High-pressure tactics by commission-based salespeople led to tens of thousands of people being sold products that proved to be entirely unsuitable. High fees and charges and poor investment returns combined to shrink the retirement savings of these people. Many found themselves locked in, and unable to switch to more appropriate products without incurring very high exit fees. The result was a nightmare for investors, pension providers and the government. As at the end of October  an estimated £11.5 billion had been paid in compensation for mis-selling.
In Australia, after seven years of false starts, superannuation fund choice is now a reality. A start date of July 1, 2005, has been set. And as sure as eggs, there will be salespeople out to make a quick buck.
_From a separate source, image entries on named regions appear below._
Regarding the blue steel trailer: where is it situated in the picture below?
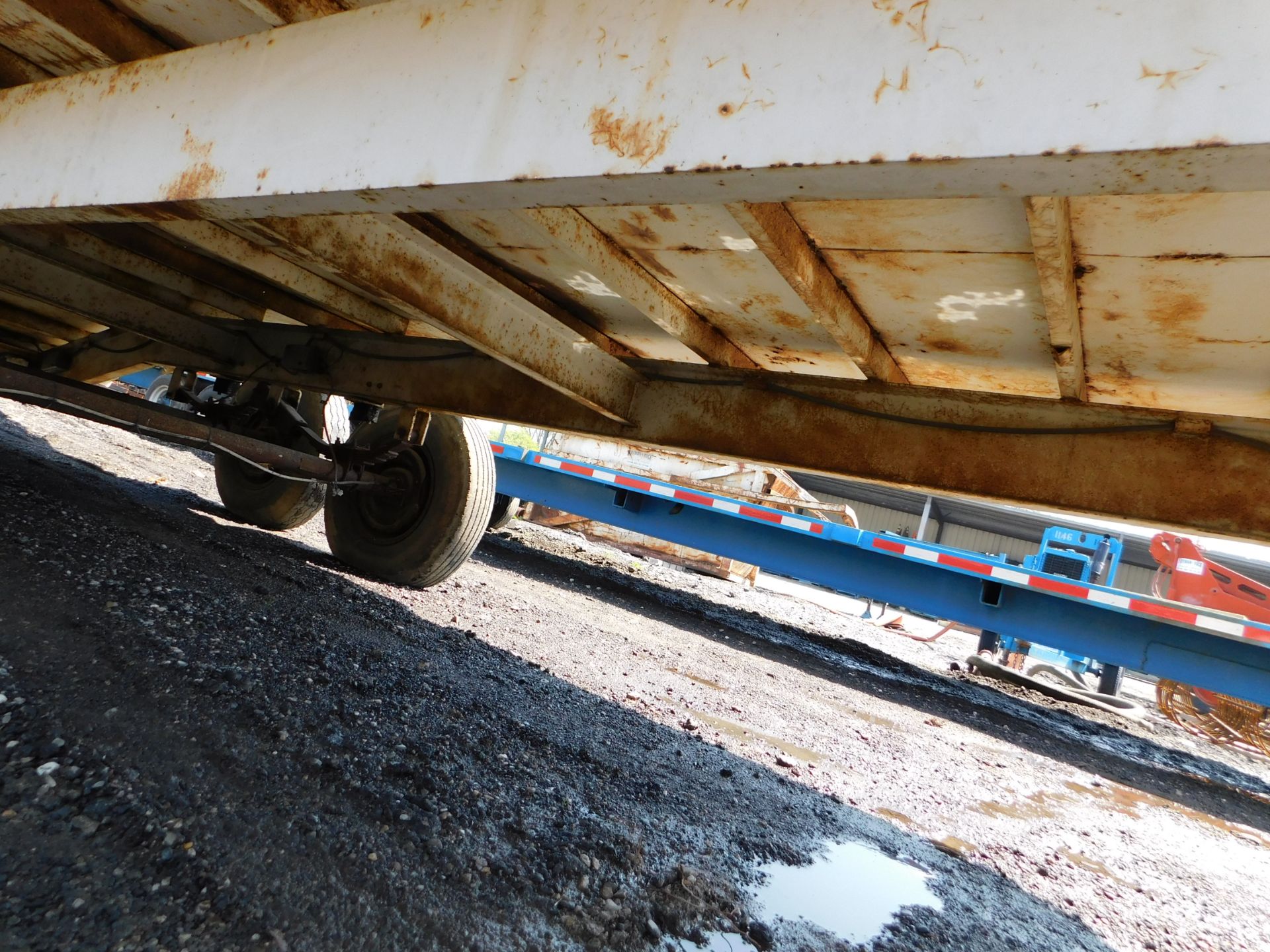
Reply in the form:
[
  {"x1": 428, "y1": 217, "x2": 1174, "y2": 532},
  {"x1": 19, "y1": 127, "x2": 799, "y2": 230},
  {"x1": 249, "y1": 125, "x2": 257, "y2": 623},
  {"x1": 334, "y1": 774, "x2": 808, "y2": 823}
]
[{"x1": 491, "y1": 443, "x2": 1270, "y2": 705}]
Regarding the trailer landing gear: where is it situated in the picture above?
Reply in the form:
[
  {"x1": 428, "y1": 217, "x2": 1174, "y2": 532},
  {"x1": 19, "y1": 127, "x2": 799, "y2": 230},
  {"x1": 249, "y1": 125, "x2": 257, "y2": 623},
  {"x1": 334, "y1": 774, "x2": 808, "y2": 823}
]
[{"x1": 326, "y1": 414, "x2": 494, "y2": 586}]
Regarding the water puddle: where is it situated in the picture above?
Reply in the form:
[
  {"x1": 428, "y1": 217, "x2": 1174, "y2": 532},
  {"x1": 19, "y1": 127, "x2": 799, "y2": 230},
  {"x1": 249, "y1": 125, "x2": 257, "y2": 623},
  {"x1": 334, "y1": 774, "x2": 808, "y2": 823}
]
[
  {"x1": 683, "y1": 707, "x2": 833, "y2": 770},
  {"x1": 1058, "y1": 849, "x2": 1136, "y2": 889},
  {"x1": 931, "y1": 836, "x2": 979, "y2": 859},
  {"x1": 875, "y1": 806, "x2": 913, "y2": 826},
  {"x1": 686, "y1": 843, "x2": 944, "y2": 952},
  {"x1": 665, "y1": 668, "x2": 724, "y2": 690},
  {"x1": 826, "y1": 701, "x2": 904, "y2": 731}
]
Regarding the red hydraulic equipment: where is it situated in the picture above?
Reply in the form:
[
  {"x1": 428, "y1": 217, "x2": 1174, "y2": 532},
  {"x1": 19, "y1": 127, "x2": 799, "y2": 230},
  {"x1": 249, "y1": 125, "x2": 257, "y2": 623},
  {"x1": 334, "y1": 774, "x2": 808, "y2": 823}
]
[{"x1": 1151, "y1": 532, "x2": 1270, "y2": 756}]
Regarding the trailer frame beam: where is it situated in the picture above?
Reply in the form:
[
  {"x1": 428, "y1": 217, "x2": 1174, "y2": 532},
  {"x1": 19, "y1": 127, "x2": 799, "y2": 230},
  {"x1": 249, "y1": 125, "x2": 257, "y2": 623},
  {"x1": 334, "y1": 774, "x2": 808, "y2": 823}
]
[{"x1": 17, "y1": 319, "x2": 1270, "y2": 539}]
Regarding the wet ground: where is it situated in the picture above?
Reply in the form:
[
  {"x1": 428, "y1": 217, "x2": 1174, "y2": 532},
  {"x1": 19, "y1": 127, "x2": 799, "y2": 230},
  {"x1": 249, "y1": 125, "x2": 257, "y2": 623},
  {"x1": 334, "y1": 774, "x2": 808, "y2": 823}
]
[{"x1": 0, "y1": 401, "x2": 1270, "y2": 952}]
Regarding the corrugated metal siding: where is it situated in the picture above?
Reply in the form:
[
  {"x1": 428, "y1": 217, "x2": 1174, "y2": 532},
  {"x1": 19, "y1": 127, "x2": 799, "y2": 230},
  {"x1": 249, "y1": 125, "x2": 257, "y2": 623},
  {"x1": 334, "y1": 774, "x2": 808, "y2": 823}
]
[{"x1": 814, "y1": 493, "x2": 1154, "y2": 594}]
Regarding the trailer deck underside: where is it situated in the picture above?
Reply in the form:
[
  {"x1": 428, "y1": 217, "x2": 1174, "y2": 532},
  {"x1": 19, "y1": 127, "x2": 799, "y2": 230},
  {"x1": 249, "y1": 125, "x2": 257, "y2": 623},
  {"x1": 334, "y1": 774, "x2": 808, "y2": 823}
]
[{"x1": 0, "y1": 0, "x2": 1270, "y2": 539}]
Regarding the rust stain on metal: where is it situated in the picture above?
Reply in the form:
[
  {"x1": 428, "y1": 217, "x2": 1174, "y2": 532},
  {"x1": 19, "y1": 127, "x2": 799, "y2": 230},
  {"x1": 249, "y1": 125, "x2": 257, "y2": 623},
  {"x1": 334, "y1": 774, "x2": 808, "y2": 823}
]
[
  {"x1": 164, "y1": 128, "x2": 225, "y2": 202},
  {"x1": 1146, "y1": 280, "x2": 1208, "y2": 344},
  {"x1": 874, "y1": 66, "x2": 908, "y2": 103},
  {"x1": 617, "y1": 211, "x2": 675, "y2": 245},
  {"x1": 1138, "y1": 60, "x2": 1208, "y2": 89},
  {"x1": 917, "y1": 325, "x2": 1001, "y2": 357},
  {"x1": 587, "y1": 105, "x2": 675, "y2": 167},
  {"x1": 624, "y1": 247, "x2": 677, "y2": 280}
]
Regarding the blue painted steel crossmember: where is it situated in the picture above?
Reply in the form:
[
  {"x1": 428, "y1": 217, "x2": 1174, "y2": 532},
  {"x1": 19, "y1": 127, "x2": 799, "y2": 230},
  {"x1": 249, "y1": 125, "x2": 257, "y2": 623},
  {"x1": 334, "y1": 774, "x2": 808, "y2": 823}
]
[{"x1": 490, "y1": 443, "x2": 1270, "y2": 705}]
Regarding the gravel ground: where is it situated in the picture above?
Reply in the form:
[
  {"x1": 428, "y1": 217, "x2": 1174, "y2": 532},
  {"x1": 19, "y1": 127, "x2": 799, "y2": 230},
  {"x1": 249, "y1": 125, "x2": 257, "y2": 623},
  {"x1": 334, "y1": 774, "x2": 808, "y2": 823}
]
[{"x1": 0, "y1": 401, "x2": 1270, "y2": 952}]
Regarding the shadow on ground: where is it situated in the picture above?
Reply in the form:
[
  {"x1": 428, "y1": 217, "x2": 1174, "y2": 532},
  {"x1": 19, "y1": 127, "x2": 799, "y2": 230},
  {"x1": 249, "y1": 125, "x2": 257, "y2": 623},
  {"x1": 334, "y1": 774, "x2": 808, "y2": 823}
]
[{"x1": 0, "y1": 409, "x2": 1132, "y2": 949}]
The possibility of ‘unscrupulous marketing practices’ is widely recognised, even by the Government who in a Senate select committee discussing consumer protection made the point;
Choice of fund will inevitably lead superannuation providers to actively compete for the business of employees to improve market share. Marketing costs will therefore rise. However, in the long run, the Government believes that competition will drive costs down.
For the first time outside the sphere of optional private superannuation arrangements, employees will encounter providers who will seek to persuade them to direct their SG contributions towards particular products. The Committee received evidence indicating that there is concern in some quarters about whether the consumers of superannuation services and other financial services will be adequately protected from unscrupulous marketing practices……
The committee was urged to be guided by the U.K. Experience where nearly 600,000 consumers were persuaded to change their funds, “lured by unrealistic promises about expected benefits” to their substantial financial detriment. And recent reports have confirmed that the same situation has occurred in Chile.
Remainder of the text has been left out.